As part of his touring circus, Barnum employed several dwarfs and little people, one of whom he dubbed “General Tom Thumb.” The young boy began performing at the age of 4, with Barnum claiming that he was “The Smallest Person That Ever Walked Alone.” The act was so popular that Barnum took it to Europe, where Queen Victoria was both entertained and saddened by the young entertainer. His appearance before royalty — and the subsequent media frenzy — led to a hugely successful European tour.
So, how can these stories help you as an entrepreneur? The fact is that there is some truth to Barnum’s media criticism theory. Press — whether good or bad — provides exposure for you and your business. In short, it makes more people aware of your brand. For example, my business, The Doe, is a digital publication for anonymous contributors. Since we strive to encourage conversation and differing viewpoints, we have faced media criticism in the past.
Most recently, we experienced backlash related to an article that argued against voting in the 2020 election due to the lack of quality candidates. Some of our more prominent followers took to social media to deride the article’s viewpoint, but as the founder and CEO of The Doe, I decided to lean into the criticism. Rather than ignoring, however, I always choose to respond to our critics, as often those conversations can be the most enlightening as a founder.
Eric Reis’ adaptive learning
In his much-lauded book, The Lean Startup, American entrepreneur Eric Reis puts forward a method for handling media critiques as a startup owner. Part of this process is a practice that Reis calls “Adaptive Learning.” As the name implies, entrepreneurs must analyze feedback so that they can adapt and learn from past mistakes. In short, it takes the same process that startups can use with consumer criticism and implements it with media criticism.
However, the ideas behind Adaptive Learning are far more complex than simply learning from one’s mistakes. In fact, Reis promotes a three-step process that every startup owner can use to their advantage. The illustration below provides a broad overview of Reis’ process:
As you can see, every startup must begin with a vision. This step defines the goals of your startup. To get to the next step, you must identify actionable steps that can get your startup up and running. Once you’ve identified these elements, you can start seeing how your business operates and how it is received. Are you able to profit right from the start? Is consumer feedback positive or negative? How about media critiques?
If you’re getting any negative feedback or taking note of metrics that could be improved, this is the moment to adapt and learn. This process of building, measuring, and learning is the foundation of Adaptive Learning. As you can see from the illustration above, you can continue through this process multiple times to improve your business and leverage media criticism to your advantage.

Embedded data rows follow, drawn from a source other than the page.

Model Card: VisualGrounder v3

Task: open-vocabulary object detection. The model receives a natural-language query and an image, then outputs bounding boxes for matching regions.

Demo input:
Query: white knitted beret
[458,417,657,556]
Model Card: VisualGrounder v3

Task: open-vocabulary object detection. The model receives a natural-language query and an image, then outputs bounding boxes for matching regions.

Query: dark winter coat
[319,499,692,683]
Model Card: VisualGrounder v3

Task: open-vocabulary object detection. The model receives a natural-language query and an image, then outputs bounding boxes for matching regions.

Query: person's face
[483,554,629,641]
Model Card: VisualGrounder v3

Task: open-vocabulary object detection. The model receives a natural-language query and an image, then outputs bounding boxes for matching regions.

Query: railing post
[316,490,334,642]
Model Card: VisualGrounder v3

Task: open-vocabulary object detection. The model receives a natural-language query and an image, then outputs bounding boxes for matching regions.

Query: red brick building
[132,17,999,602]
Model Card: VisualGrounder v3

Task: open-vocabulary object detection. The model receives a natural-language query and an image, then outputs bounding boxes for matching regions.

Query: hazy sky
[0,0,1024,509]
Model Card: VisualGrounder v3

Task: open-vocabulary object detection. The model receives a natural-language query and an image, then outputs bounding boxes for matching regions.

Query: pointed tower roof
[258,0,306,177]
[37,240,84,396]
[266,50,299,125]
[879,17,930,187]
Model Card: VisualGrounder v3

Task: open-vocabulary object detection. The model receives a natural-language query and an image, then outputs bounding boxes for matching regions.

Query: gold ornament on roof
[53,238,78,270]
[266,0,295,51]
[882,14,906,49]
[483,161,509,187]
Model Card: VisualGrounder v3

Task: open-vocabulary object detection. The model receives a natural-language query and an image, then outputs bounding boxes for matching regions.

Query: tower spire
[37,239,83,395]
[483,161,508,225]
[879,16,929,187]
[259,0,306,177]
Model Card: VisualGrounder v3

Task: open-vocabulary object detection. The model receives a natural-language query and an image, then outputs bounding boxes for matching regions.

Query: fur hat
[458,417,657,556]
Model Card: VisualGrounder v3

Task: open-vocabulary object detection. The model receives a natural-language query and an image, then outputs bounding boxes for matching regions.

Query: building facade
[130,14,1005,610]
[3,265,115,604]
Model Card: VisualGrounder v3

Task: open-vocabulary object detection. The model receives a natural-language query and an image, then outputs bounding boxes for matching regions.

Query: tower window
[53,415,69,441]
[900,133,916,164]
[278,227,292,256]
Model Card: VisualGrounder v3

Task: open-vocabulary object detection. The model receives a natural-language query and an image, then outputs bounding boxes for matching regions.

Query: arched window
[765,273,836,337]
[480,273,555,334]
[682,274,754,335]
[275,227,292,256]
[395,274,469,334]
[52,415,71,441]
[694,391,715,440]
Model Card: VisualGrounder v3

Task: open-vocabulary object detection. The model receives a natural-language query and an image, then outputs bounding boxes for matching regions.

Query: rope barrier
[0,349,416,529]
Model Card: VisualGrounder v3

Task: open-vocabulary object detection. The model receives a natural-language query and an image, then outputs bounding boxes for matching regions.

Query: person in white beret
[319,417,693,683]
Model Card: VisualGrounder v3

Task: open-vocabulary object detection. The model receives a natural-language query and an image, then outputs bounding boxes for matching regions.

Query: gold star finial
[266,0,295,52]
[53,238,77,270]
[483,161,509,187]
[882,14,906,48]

At one point or another, media criticism is an inevitability for every startup owner. Whether it’s a blogger who doesn’t like your product or a journalist who thinks your practices are questionable, there will always be media critiques of your business. Remember, you shouldn’t see media criticism as a reason to give up; you should see it as a reason to improve and build your business. Whether you use the P.T. Barnum Pro-Criticism approach or Eric Reis’ Adaptive Learning method (or even a combination of the two), you have an actionable path to success. You simply have to use your ability to leverage media criticism so that your business can grow and get ahead of the crowd!